[07/15] elf: Refactor _dl_update_slotinfo to avoid use after free

Message ID 3ecdb956cbf6d1b46e36311ffe7f491ce186cdbc.1613390045.git.szabolcs.nagy@arm.com
State Superseded
Delegated to: Adhemerval Zanella Netto
Headers
Series Dynamic TLS related data race fixes |

Commit Message

Szabolcs Nagy Feb. 15, 2021, noon UTC
  map is not valid to access here because it can be freed by a
concurrent dlclose, so don't check the modid.

The map == 0 and map != 0 code paths can be shared (avoiding
the dtv resize in case of map == 0 is just an optimization:
larger dtv than necessary would be fine too).
---
 elf/dl-tls.c | 21 +++++----------------
 1 file changed, 5 insertions(+), 16 deletions(-)
  

Comments

Adhemerval Zanella April 6, 2021, 7:40 p.m. UTC | #1
On 15/02/2021 09:00, Szabolcs Nagy via Libc-alpha wrote:
> map is not valid to access here because it can be freed by a
> concurrent dlclose, so don't check the modid.

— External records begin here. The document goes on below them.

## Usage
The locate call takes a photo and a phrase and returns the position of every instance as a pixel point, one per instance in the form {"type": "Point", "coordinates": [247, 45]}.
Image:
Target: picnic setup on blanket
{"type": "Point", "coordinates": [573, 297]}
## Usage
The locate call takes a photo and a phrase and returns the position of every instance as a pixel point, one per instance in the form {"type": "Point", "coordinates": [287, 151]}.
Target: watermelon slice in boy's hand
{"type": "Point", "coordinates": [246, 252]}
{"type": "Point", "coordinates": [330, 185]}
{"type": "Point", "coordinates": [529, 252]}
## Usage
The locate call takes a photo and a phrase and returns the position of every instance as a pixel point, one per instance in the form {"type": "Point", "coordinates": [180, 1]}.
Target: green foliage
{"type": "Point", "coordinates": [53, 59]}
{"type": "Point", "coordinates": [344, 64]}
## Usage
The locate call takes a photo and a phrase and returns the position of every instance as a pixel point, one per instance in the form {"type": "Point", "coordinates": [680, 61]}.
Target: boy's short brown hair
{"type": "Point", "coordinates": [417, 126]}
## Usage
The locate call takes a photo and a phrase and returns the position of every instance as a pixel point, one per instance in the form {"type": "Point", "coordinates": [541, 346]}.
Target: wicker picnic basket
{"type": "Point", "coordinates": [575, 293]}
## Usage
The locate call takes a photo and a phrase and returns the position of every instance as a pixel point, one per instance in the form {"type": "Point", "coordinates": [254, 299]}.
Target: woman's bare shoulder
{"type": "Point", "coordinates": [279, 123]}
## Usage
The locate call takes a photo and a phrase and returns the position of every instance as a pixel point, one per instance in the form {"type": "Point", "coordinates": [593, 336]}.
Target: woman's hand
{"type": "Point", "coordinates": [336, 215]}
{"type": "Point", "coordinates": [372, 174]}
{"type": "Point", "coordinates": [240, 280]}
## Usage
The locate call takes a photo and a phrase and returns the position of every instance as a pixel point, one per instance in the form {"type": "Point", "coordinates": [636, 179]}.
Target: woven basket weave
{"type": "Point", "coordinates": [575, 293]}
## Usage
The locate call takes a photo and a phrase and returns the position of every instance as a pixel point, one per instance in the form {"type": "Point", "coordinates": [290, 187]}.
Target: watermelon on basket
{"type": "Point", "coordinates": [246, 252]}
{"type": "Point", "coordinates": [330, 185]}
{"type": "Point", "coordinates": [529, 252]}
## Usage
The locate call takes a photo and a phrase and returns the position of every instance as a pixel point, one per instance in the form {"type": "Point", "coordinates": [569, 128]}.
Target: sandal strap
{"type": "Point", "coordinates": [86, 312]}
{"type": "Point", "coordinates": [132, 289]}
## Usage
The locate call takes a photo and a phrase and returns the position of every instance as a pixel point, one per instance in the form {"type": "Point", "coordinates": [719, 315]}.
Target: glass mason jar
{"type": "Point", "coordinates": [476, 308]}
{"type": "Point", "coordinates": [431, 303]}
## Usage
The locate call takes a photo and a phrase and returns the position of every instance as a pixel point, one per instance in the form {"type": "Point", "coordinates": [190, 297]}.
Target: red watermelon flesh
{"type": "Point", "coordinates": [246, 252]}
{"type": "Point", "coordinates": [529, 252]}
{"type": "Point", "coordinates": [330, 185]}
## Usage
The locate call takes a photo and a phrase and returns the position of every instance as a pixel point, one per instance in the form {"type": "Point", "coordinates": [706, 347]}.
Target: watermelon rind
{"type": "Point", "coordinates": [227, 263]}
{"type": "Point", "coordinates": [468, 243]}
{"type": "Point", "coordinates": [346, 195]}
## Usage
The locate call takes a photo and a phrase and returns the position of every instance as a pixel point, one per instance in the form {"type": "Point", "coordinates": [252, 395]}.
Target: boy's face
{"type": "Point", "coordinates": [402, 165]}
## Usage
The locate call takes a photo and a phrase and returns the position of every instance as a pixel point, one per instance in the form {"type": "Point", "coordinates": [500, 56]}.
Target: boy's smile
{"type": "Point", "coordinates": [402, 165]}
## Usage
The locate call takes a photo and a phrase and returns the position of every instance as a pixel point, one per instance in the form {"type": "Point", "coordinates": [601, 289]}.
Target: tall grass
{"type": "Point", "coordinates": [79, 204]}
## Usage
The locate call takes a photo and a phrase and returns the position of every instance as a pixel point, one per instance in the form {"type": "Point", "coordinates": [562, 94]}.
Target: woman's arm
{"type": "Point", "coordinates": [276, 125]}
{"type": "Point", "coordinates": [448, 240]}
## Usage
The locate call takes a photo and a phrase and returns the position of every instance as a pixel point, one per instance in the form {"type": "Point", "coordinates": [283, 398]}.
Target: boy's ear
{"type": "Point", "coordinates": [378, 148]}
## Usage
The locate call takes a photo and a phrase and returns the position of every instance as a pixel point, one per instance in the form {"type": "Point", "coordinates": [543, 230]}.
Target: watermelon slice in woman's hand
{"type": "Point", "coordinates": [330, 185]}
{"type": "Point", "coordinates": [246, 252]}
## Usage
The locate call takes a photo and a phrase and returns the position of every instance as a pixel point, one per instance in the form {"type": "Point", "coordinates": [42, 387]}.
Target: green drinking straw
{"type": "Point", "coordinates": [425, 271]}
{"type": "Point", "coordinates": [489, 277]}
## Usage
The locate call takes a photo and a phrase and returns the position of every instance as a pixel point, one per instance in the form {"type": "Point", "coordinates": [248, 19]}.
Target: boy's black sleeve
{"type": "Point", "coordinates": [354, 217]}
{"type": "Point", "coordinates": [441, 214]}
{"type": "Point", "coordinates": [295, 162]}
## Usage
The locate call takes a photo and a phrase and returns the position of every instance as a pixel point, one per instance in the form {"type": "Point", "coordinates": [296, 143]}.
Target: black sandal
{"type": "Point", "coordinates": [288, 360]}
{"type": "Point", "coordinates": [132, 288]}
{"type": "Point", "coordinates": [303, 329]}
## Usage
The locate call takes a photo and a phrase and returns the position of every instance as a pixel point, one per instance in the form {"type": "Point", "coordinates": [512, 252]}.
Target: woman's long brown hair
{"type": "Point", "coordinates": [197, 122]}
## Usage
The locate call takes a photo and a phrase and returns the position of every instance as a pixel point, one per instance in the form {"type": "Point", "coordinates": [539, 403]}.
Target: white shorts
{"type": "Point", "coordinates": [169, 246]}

Won't it be protected by the recursive GL(dl_load_lock) in such case?
I think the concurrency issue is between dlopen and _dl_deallocate_tls
called by pthread stack handling (nptl/allocatestack.c).  Am I missing
something here?

> 
> The map == 0 and map != 0 code paths can be shared (avoiding
> the dtv resize in case of map == 0 is just an optimization:
> larger dtv than necessary would be fine too).
> ---
>  elf/dl-tls.c | 21 +++++----------------
>  1 file changed, 5 insertions(+), 16 deletions(-)
> 
> diff --git a/elf/dl-tls.c b/elf/dl-tls.c
> index 24d00c14ef..f8b32b3ecb 100644
> --- a/elf/dl-tls.c
> +++ b/elf/dl-tls.c
> @@ -743,6 +743,8 @@ _dl_update_slotinfo (unsigned long int req_modid)
>  	{
>  	  for (size_t cnt = total == 0 ? 1 : 0; cnt < listp->len; ++cnt)
>  	    {
> +	      size_t modid = total + cnt;
> +
>  	      size_t gen = listp->slotinfo[cnt].gen;
>  
>  	      if (gen > new_gen)
> @@ -758,25 +760,12 @@ _dl_update_slotinfo (unsigned long int req_modid)
>  
>  	      /* If there is no map this means the entry is empty.  */
>  	      struct link_map *map = listp->slotinfo[cnt].map;
> -	      if (map == NULL)
> -		{
> -		  if (dtv[-1].counter >= total + cnt)
> -		    {
> -		      /* If this modid was used at some point the memory
> -			 might still be allocated.  */
> -		      free (dtv[total + cnt].pointer.to_free);
> -		      dtv[total + cnt].pointer.val = TLS_DTV_UNALLOCATED;
> -		      dtv[total + cnt].pointer.to_free = NULL;
> -		    }
> -
> -		  continue;
> -		}
> -
>  	      /* Check whether the current dtv array is large enough.  */
> -	      size_t modid = map->l_tls_modid;
> -	      assert (total + cnt == modid);
>  	      if (dtv[-1].counter < modid)
>  		{
> +		  if (map == NULL)
> +		    continue;
> +
>  		  /* Resize the dtv.  */
>  		  dtv = _dl_resize_dtv (dtv);
>  
>
  
Szabolcs Nagy April 7, 2021, 8:01 a.m. UTC | #2
The 04/06/2021 16:40, Adhemerval Zanella wrote:
> On 15/02/2021 09:00, Szabolcs Nagy via Libc-alpha wrote:
> > map is not valid to access here because it can be freed by a
> > concurrent dlclose, so don't check the modid.
> 
> Won't it be protected by the recursive GL(dl_load_lock) in such case?
> I think the concurrency issue is between dlopen and _dl_deallocate_tls
> called by pthread stack handling (nptl/allocatestack.c).  Am I missing
> something here?


_dl_update_slotinfo is called both with and without
the dlopen lock held: during dynamic tls access
the lock is not held (see the __tls_get_addr path)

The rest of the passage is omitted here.